I have been off the grid for a bit here on account of rather a lot of travel; we were on vacation (in California, which is beautiful and has much going for it, but not a lot of medieval interest), but then there was a sudden trip to the UK for unhappy reasons[1], and between those things and emotional drain and trying to catch up at work and the beginning of holiday wharrgarbl, my art has had to take rather a back-seat for a time[2].

I pulled myself back in harness last week and got cracking on the pourpoint's buttonholes again, only to run out of thread all of a sudden. -_-  I've ordered more, and it should be here in another few days, but in the interim I thought it might be good to get moving on the silk under-dress I cut out two months ago.  I have already burbled some thoughts regarding this undertaking; and my resultant decision points are:
  • no lining,
  • hand-sew (and finish) the seams,
  • sewn, not buttoned, lower sleeves,
  • laced front closure.
The current internal conflict is whether to baste the pieces together first, rather than just pinning & sewing the seams directly.  I understand that's best medieval practice, and since I'm not actually up against the wall, I should maybe try doing things right for a change instead of listening to Whiny Impatient Me and just plunging in.  I am also going to wax the thread properly with the iron an' all.

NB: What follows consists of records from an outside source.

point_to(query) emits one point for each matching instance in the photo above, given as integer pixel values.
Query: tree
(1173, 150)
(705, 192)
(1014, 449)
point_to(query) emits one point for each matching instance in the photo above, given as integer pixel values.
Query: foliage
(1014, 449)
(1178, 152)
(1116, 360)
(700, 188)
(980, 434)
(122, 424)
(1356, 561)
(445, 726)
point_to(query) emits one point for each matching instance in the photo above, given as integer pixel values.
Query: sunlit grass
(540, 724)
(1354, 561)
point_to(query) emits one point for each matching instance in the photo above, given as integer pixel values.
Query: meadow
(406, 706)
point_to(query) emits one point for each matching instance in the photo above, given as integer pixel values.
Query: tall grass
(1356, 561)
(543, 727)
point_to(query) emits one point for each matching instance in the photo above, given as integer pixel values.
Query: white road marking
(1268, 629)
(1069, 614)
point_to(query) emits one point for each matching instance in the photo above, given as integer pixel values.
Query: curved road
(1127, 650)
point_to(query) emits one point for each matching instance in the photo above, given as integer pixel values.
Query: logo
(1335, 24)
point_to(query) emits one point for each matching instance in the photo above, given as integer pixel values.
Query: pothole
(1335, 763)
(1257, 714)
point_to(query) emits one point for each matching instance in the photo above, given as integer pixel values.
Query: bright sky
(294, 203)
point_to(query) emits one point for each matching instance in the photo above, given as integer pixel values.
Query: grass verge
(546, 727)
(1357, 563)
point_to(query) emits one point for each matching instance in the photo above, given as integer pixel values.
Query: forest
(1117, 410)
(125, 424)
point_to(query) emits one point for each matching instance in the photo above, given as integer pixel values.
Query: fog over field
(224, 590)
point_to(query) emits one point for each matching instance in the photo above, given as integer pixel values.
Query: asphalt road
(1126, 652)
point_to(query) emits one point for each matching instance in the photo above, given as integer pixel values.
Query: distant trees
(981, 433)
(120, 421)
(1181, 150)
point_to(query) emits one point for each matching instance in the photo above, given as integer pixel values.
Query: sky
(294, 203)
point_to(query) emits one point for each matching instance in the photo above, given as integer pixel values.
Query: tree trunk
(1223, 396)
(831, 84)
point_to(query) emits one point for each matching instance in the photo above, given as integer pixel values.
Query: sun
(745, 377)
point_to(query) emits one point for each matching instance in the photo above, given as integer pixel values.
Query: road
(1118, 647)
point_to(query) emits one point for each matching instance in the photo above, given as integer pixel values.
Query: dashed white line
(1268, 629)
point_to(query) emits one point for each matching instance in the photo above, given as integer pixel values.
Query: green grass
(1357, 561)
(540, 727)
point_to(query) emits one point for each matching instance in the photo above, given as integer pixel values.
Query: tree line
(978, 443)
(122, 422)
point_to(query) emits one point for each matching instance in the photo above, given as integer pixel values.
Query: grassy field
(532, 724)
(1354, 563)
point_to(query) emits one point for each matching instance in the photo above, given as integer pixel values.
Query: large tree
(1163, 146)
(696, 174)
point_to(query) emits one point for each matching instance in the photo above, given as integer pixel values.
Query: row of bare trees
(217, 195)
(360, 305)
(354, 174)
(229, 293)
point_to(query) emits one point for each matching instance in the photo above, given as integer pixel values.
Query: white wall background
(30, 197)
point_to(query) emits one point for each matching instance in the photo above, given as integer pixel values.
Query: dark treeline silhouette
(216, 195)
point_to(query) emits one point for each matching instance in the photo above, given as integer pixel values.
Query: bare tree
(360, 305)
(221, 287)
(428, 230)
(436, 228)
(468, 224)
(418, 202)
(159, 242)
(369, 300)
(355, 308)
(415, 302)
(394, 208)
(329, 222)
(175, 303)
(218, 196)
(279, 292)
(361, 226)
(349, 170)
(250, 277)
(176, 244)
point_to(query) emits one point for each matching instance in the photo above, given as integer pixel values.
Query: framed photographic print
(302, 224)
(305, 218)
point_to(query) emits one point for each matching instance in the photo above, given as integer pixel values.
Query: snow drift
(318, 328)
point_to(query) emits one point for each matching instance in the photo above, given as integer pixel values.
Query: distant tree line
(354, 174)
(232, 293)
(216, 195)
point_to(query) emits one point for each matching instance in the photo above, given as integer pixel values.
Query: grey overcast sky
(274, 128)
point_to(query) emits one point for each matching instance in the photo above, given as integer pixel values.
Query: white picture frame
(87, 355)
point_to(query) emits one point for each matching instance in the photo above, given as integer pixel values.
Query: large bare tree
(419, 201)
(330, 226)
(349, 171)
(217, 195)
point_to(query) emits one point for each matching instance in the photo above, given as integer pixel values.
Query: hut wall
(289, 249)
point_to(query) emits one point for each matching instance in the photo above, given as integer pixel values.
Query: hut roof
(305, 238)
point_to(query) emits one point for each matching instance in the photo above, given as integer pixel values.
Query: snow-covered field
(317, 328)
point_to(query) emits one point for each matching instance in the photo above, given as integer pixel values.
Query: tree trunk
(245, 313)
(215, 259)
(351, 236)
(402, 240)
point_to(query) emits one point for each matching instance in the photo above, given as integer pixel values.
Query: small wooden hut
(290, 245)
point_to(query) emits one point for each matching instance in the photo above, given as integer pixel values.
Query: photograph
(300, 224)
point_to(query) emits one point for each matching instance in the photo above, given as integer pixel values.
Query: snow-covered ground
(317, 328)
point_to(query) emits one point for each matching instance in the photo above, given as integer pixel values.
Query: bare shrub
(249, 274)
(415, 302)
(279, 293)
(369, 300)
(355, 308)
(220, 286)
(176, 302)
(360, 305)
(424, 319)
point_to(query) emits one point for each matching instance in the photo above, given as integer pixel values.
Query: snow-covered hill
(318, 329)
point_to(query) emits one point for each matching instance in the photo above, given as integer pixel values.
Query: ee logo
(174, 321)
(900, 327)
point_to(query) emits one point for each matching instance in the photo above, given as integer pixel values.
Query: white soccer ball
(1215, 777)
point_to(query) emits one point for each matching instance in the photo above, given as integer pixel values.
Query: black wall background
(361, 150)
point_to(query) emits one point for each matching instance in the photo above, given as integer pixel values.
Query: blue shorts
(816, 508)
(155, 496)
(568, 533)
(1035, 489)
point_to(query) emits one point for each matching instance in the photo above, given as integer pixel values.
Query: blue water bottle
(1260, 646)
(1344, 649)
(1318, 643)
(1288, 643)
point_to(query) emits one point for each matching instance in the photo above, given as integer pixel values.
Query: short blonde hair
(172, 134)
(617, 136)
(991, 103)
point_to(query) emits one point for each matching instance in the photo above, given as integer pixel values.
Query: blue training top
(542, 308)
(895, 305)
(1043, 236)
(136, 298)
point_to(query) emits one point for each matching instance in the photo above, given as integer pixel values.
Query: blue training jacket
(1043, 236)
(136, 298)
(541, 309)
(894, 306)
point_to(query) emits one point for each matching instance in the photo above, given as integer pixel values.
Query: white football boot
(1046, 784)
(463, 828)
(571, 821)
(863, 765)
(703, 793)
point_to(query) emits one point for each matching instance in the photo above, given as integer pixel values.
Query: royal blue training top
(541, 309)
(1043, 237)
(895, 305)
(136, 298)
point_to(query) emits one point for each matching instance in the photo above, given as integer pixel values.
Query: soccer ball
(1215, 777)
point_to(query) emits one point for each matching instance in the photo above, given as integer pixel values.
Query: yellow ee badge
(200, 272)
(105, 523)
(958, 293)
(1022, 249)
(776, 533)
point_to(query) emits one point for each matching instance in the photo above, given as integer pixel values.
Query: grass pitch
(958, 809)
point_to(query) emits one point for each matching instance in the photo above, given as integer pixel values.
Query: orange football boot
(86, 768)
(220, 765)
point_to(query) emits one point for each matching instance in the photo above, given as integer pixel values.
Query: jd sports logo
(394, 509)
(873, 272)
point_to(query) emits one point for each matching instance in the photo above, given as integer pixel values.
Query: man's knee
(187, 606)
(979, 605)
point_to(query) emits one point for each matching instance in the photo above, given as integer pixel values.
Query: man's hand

I think I have plenty decent linen thread to use for internal construction; will have to dig around to see if I've got an appropriate silk for eyelets, seam finishing, and the $&@! tablet-woven edge for the center front, but that's less urgent.  Oh yes, and silk scraps for facings, since I'm not lining it.

ugh it's 1:30pm already


[1] and shortly I shall be going again for similar reasons
[2] I did do some knitting on the plane(s).  And figured out how to do kitchener stitch without a tapestry needle.